Given: $$\Delta H^\circ_\text{c} = -1301\ \mathrm{kJ}\ \text{for}\ \ce{C2H2(g)}$$ $$\Delta H^\circ_\text{f} = -394\ \mathrm{kJ}\ \text{for}\ \ce{CO2(g)}$$ $$\Delta H^\circ_\text{f} = -242\ \mathrm{kJ}\ \text{for}\ \ce{H2O(g)}$$ Calculate $\Delta H_\text{f}$ for $\ce{C2H2(g)}$.
My process: $$(1) : \ce{C2H2(g) + 5/2 O2(g) -> 2CO2(g) + H2O(g) }\quad \Delta H^\circ_\text{r} = -1301\ \mathrm{kJ}$$ $$(2) : \ce{C(s) + O2(g) -> CO2(g)} \quad \Delta H^\circ_\text{r} = -394\ \mathrm{kJ}$$ $$(3) : \ce{H2(g) + 1/2O2(g) -> H2O(g)} \quad \Delta H^\circ_\text{r} = -242\ \mathrm{kJ}$$
$$\text{Target:}\ \ce{2C(s) + H2(g) -> C2H2(g)}$$
After some experimentation I arrive at:
$$-1\times(1) + 2\times(2) + (3) = \text{Target}$$
As shown through: $$-1\times(1){:}\ \ce{2CO2(g) + H2O(g) -> C2H2(g) + 5/2 O2(g)} \quad \Delta H^\circ_\text{r} = 1301\ \mathrm{kJ}$$ $$2\times(2){:}\ \ce{2C(s) + 2O2(g) -> 2CO2(g)} \quad \Delta H^\circ_\text{r} = -788\ \mathrm{kJ}$$ $$(3){:}\ \ce{H2(g) + 1/2O2(g) -> H2O(g)} \quad \Delta H^\circ_\text{r} = -242\ \mathrm{kJ}$$ $$\text{Sum:}\ \ce{2C(s) + H2(g) -> C2H2(g)} \quad \Delta H^\circ_\text{f} = 271\ \mathrm{kJ}$$
Now as far as I know, all the givens are accurate empirical values. But the empirical value for $\Delta H^\circ_\text{f}$ for $\ce{C2H2(g)}$ is $227\ \mathrm{kJ}$.

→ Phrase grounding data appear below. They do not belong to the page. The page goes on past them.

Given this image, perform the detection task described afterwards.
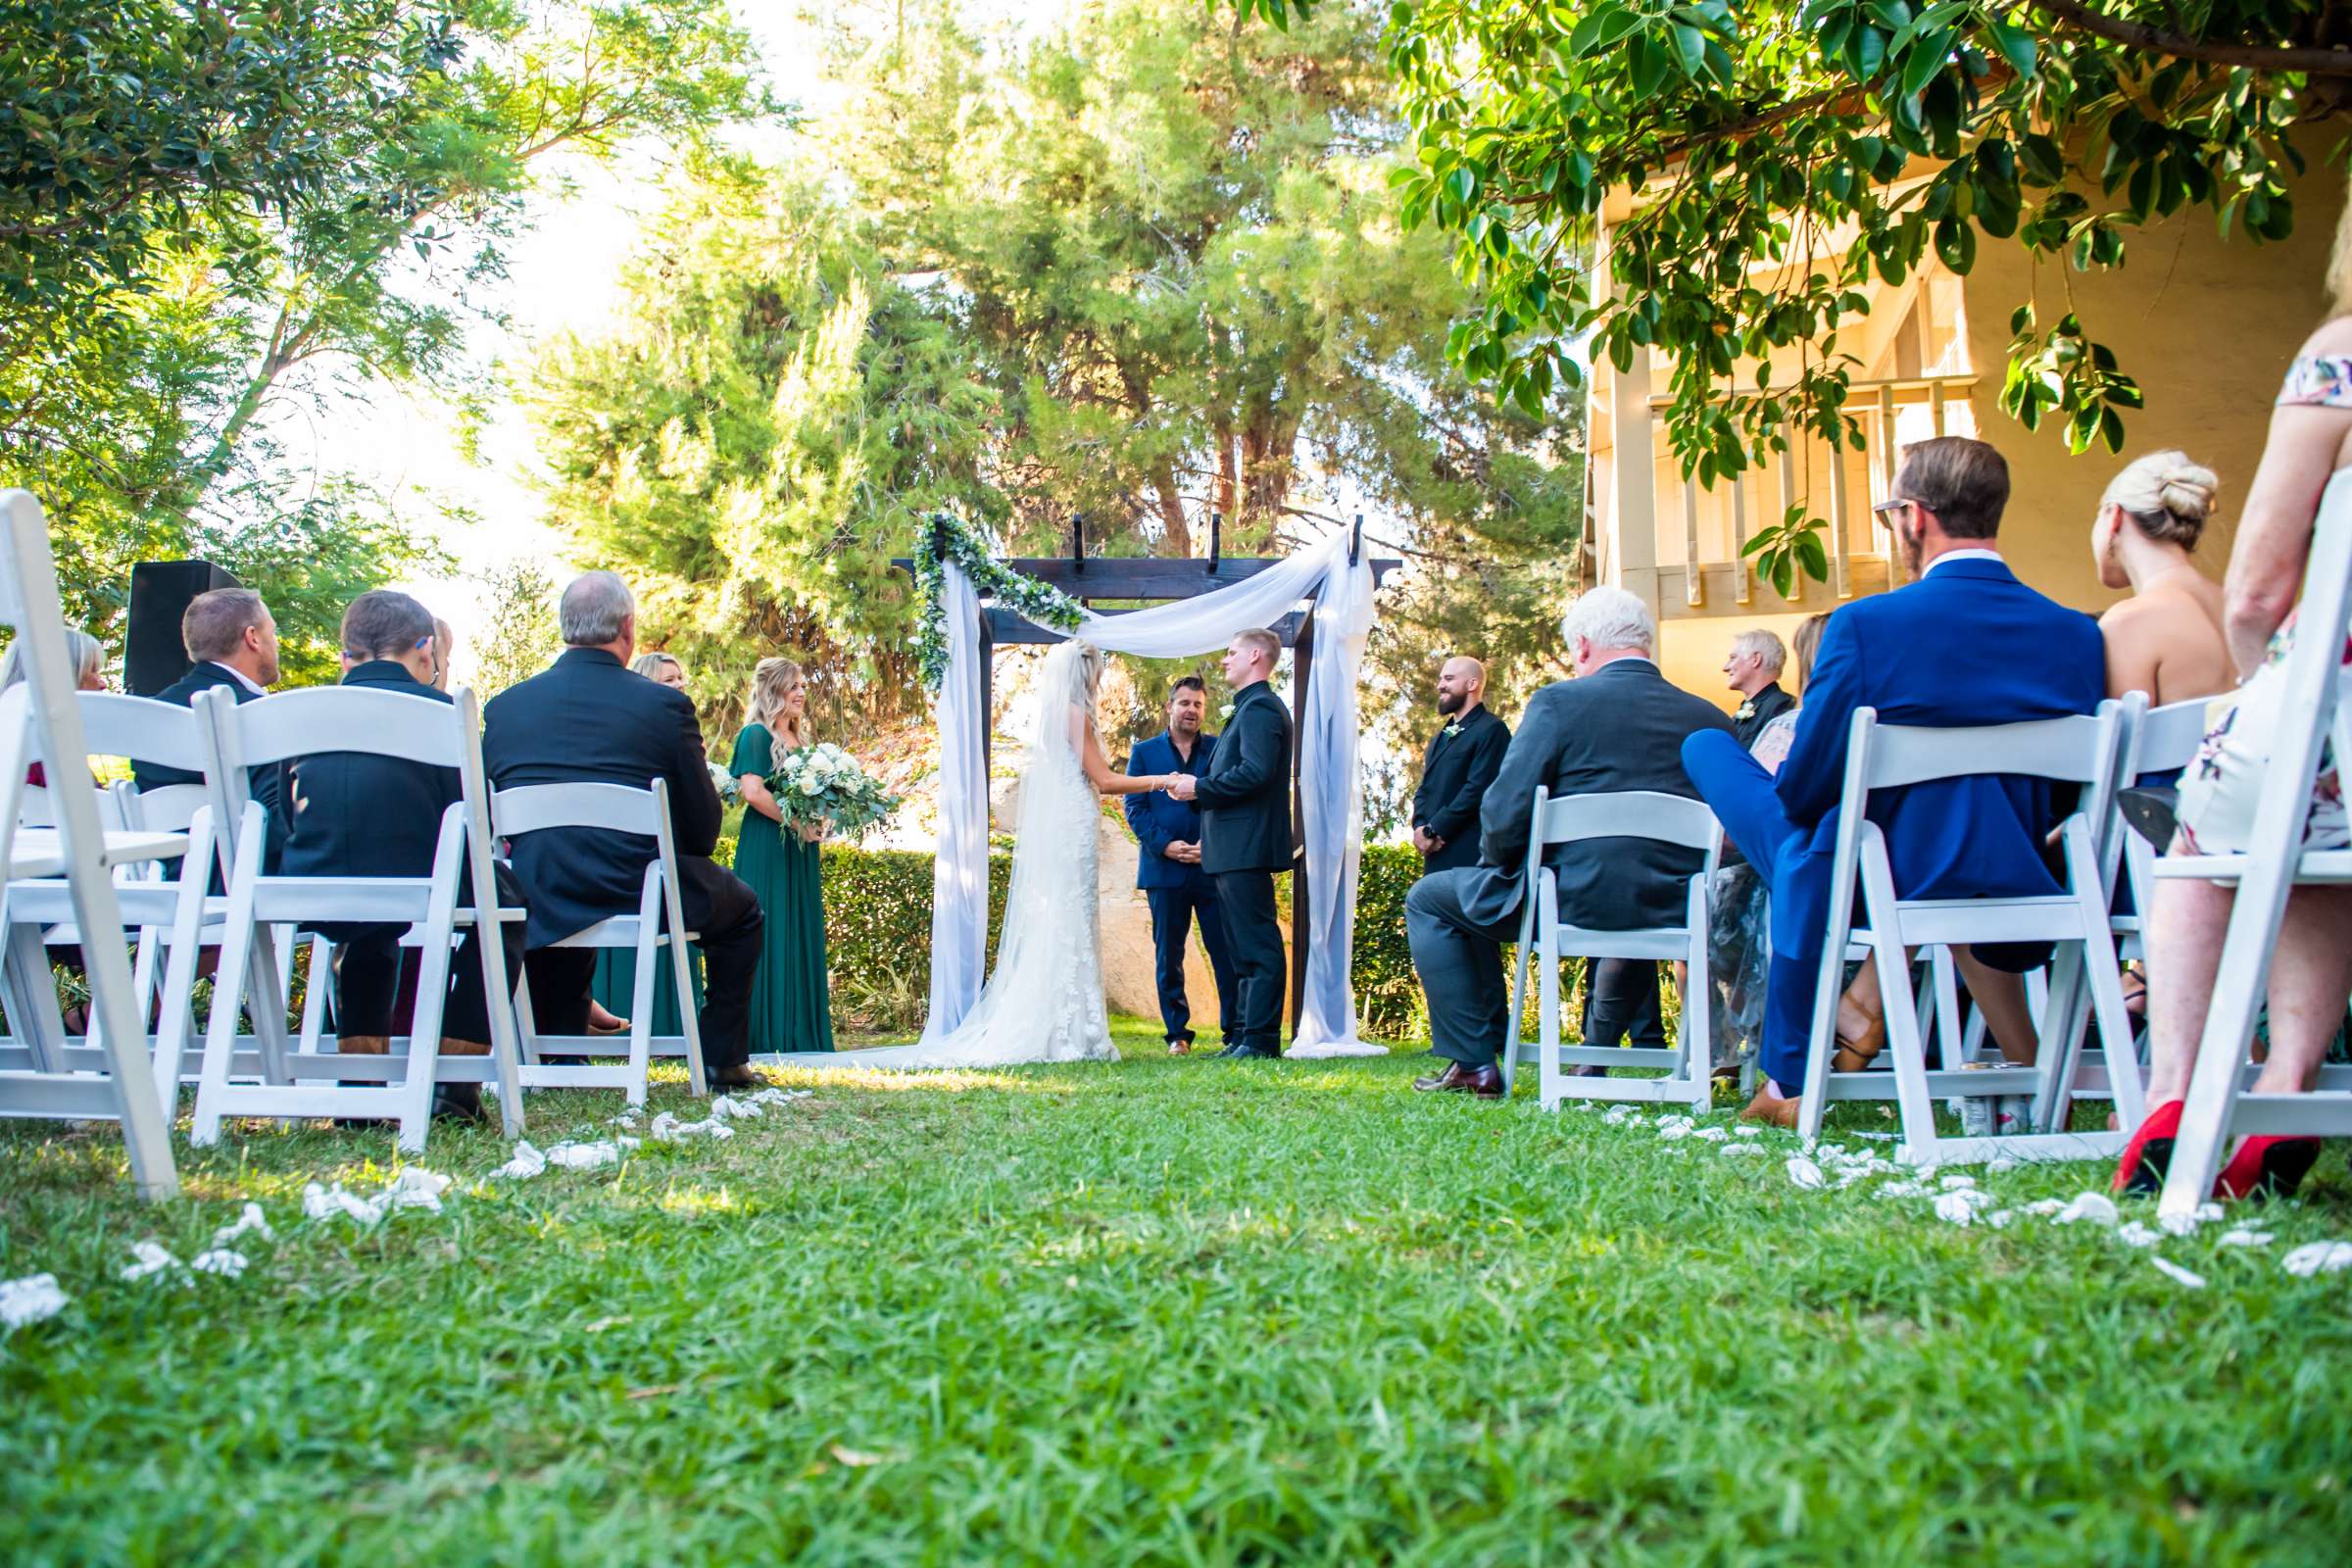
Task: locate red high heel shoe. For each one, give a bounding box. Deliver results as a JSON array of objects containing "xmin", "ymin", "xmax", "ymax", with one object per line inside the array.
[
  {"xmin": 2215, "ymin": 1136, "xmax": 2324, "ymax": 1201},
  {"xmin": 2112, "ymin": 1101, "xmax": 2183, "ymax": 1196}
]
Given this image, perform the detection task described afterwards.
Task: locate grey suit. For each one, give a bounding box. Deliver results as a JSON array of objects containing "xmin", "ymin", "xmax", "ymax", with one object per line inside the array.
[{"xmin": 1406, "ymin": 659, "xmax": 1736, "ymax": 1069}]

What’s even weirder is that this disparity $(271-227=44)$ is equal to the difference between standard enthalpies of formation for water in gas and liquid states $(-242 - -286 = 44)$.
Have I made an error somewhere, or is water formed in the liquid state during the combustion of acetylene?